Tuesday 7 December 2010

Knitting Scales

I have been musing on what to knit with the 6 balls of  bronze-y coloured Rowan silk-wool yarn I bought  recently.  I have borrowed a copy of Barbara Walker's Knitting from the Top, so that will give me the structure of a raglan-sleeved cardigan that I can knit downwards until the yarn runs out, but I still need to choose a stitch pattern.

Because of the slightly metallic sheen, I've been thinking of fish-scales and the sort of armour made of small plates.  So on a bus journey yesterday, I tried some possible stitch pattern that might look vaguely like that.
 
(For anyone who thinks, like my husband, that the photo is upside-down, it's not.

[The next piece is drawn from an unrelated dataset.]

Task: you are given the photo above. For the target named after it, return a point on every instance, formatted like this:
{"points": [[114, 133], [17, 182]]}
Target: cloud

I'm going to knit top down, so I want to see how the stitch pattern will look that way up.)

I started (after the moss stitch band) with the Openwork Diamonds pattern from Walker's A Treasury of Knitting Patterns.  But a lacy stitch doesn't seem appropriate if you are thinking of fish scales or scale armour.  So for the rest of the swatch, I filled in the holes in the lace pattern (on the row after a yarn over, I purled into the back of it, to twist it rather than leaving a hole).   I think either of these stitch patterns would work well with the raglan increases for the sleeves and would look neat. 

But now that I have tried knitting with this yarn, it seems quite thick for double knitting, and it's producing a denser fabric than I expected (on 4mm needles).  So I'm not sure it's going to be suitable for a light evening cardi.   Maybe a more open stitch would be better, maybe some sort of mesh.  That would be kind of chain mail, rather than scale armour or fish scales.  

And since I'm going to unravel my swatch, maybe I could measure the yarn I've used and estimate the required area of a small cardigan and see if I'm going to have enough.  The plan is to stop when the yarn runs out, but I don't want it to look stupidly short.  More investigation needed.